The 3.0 Ferrari 312P Barchetta and 3.0 Ferrari 312P Berlinetta were hardly more than 3-litre F1 Ferrari 312s with prototype bodies. At the 12 Hours of Sebring the spyder finished second to a JWA Gulf Ford GT40. At the BOAC 500 at Brands Hatch the same spyder was fourth behind three Porsche 908-01s. At 1000km Monza, Chris Amon took the pole with the 312P spyder, ahead of Jo Siffert's 908-01, but had to retire. At the 1000km Spa, a 312P was second, behind the Siffert-Redman 908-01LH. At Le Mans two 312P Berlinettas were entered. They were five and six on the grid, but did not finish. At the end of the season the 312Ps were sold to NART, the American Ferrari importer of Luigi Chinetti.
Three 312 Ps were built:
0868 Spyder configuration, dismantled after Monza accident
0870 Berlinetta configuration in Bardinon Collection
0872 Berlinetta configuration (and Spyder body available) in Switzerland
In 1971, another rule change was announced for 1972, and Ferrari abandoned further development of the 512M in order to focus on a new 3 Litre prototype based on the 312B F1 car.
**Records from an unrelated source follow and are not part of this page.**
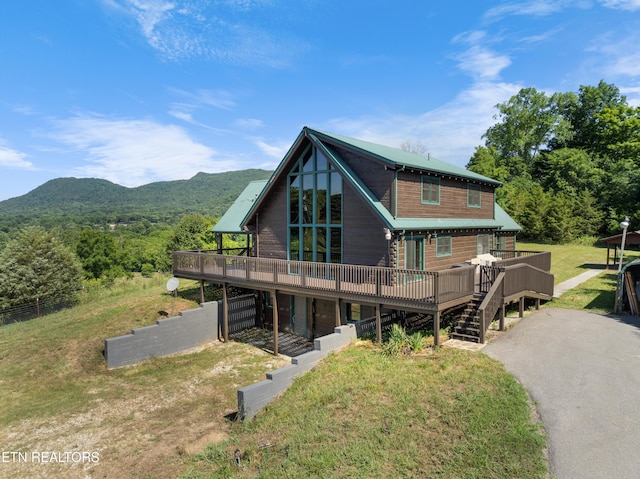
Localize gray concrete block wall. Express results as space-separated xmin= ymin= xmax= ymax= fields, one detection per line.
xmin=238 ymin=325 xmax=357 ymax=419
xmin=104 ymin=301 xmax=220 ymax=368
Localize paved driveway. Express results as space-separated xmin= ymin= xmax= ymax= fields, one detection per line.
xmin=483 ymin=309 xmax=640 ymax=479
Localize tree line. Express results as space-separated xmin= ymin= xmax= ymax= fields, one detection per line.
xmin=0 ymin=81 xmax=640 ymax=308
xmin=467 ymin=81 xmax=640 ymax=242
xmin=0 ymin=213 xmax=245 ymax=312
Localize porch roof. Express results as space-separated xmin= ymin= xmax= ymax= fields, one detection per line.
xmin=211 ymin=180 xmax=268 ymax=233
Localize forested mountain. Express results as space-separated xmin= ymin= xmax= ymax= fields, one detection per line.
xmin=0 ymin=169 xmax=271 ymax=231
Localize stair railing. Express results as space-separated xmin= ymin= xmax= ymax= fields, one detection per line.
xmin=478 ymin=269 xmax=505 ymax=343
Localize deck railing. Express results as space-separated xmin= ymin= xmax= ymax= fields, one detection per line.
xmin=491 ymin=249 xmax=551 ymax=271
xmin=173 ymin=251 xmax=475 ymax=304
xmin=478 ymin=271 xmax=505 ymax=343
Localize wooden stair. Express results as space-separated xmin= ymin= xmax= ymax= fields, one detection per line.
xmin=449 ymin=293 xmax=485 ymax=343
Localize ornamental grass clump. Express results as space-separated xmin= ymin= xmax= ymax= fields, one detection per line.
xmin=382 ymin=324 xmax=426 ymax=356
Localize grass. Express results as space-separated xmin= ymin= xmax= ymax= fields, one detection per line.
xmin=518 ymin=242 xmax=640 ymax=314
xmin=0 ymin=278 xmax=286 ymax=478
xmin=182 ymin=342 xmax=547 ymax=479
xmin=0 ymin=243 xmax=638 ymax=479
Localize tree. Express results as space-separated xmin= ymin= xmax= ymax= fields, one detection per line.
xmin=558 ymin=80 xmax=626 ymax=151
xmin=0 ymin=226 xmax=82 ymax=307
xmin=535 ymin=148 xmax=605 ymax=197
xmin=76 ymin=228 xmax=125 ymax=279
xmin=467 ymin=146 xmax=509 ymax=182
xmin=162 ymin=213 xmax=215 ymax=267
xmin=484 ymin=88 xmax=566 ymax=178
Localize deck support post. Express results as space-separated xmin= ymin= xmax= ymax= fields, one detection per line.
xmin=271 ymin=290 xmax=278 ymax=356
xmin=222 ymin=283 xmax=229 ymax=343
xmin=518 ymin=296 xmax=524 ymax=319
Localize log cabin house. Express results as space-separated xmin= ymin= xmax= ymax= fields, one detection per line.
xmin=173 ymin=127 xmax=553 ymax=353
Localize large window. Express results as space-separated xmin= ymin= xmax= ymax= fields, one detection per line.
xmin=436 ymin=236 xmax=453 ymax=258
xmin=467 ymin=183 xmax=482 ymax=208
xmin=422 ymin=175 xmax=440 ymax=205
xmin=288 ymin=145 xmax=342 ymax=263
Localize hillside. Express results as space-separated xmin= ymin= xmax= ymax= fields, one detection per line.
xmin=0 ymin=169 xmax=271 ymax=227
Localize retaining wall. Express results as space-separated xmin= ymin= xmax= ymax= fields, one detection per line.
xmin=238 ymin=325 xmax=357 ymax=419
xmin=104 ymin=301 xmax=222 ymax=368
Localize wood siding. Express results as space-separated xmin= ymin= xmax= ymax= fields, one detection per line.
xmin=252 ymin=175 xmax=288 ymax=259
xmin=396 ymin=231 xmax=515 ymax=271
xmin=397 ymin=171 xmax=494 ymax=218
xmin=336 ymin=148 xmax=395 ymax=213
xmin=342 ymin=183 xmax=387 ymax=266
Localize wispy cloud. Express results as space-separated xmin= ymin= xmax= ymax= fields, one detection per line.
xmin=484 ymin=0 xmax=575 ymax=21
xmin=453 ymin=31 xmax=511 ymax=81
xmin=233 ymin=118 xmax=264 ymax=130
xmin=0 ymin=139 xmax=33 ymax=170
xmin=588 ymin=30 xmax=640 ymax=78
xmin=52 ymin=115 xmax=237 ymax=186
xmin=103 ymin=0 xmax=308 ymax=68
xmin=327 ymin=82 xmax=521 ymax=166
xmin=599 ymin=0 xmax=640 ymax=12
xmin=249 ymin=138 xmax=291 ymax=161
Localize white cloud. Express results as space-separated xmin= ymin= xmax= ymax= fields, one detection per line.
xmin=484 ymin=0 xmax=573 ymax=20
xmin=456 ymin=45 xmax=511 ymax=80
xmin=599 ymin=0 xmax=640 ymax=12
xmin=328 ymin=82 xmax=521 ymax=166
xmin=587 ymin=31 xmax=640 ymax=77
xmin=103 ymin=0 xmax=307 ymax=68
xmin=452 ymin=31 xmax=511 ymax=81
xmin=53 ymin=115 xmax=238 ymax=186
xmin=233 ymin=118 xmax=264 ymax=130
xmin=0 ymin=139 xmax=33 ymax=169
xmin=250 ymin=138 xmax=291 ymax=161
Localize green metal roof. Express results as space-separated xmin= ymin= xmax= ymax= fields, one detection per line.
xmin=305 ymin=127 xmax=502 ymax=185
xmin=211 ymin=180 xmax=268 ymax=233
xmin=236 ymin=127 xmax=521 ymax=233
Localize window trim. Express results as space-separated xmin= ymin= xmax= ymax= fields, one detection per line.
xmin=436 ymin=235 xmax=453 ymax=258
xmin=403 ymin=235 xmax=425 ymax=270
xmin=476 ymin=233 xmax=492 ymax=256
xmin=420 ymin=175 xmax=440 ymax=205
xmin=467 ymin=183 xmax=482 ymax=208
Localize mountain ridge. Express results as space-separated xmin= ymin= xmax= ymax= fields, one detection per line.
xmin=0 ymin=169 xmax=272 ymax=222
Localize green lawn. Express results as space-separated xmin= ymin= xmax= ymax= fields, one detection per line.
xmin=5 ymin=243 xmax=639 ymax=479
xmin=518 ymin=242 xmax=640 ymax=314
xmin=182 ymin=342 xmax=547 ymax=479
The 312P would prove fast but fragile in its debut at the 1971 Sebring 12 hours. Further development over the 1971 season brought increased reliability. The press added a "B" to 312P. Ferrari official records: Ferrari 312 P.
The 312Ps with the flat-12 boxer engine were very successful, winning ten out of eleven races in the 1972 World Championship for Makes and delivering the title to Ferrari. Scuderia Ferrari didn't enter the 1972 24 Hours of Le Mans, as Enzo Ferrari thought that the F1-based engine could not last the full 24 hours. He would be proven wrong.
The team competed in the 1973 24 Hours of Le Mans and finished second behind Matra, which would also be the teams' final standing in the 1973 championship. At the end of the 1973 season, Ferrari was forced by chief investor FIAT to abandon sports car racing, instead focusing on F1.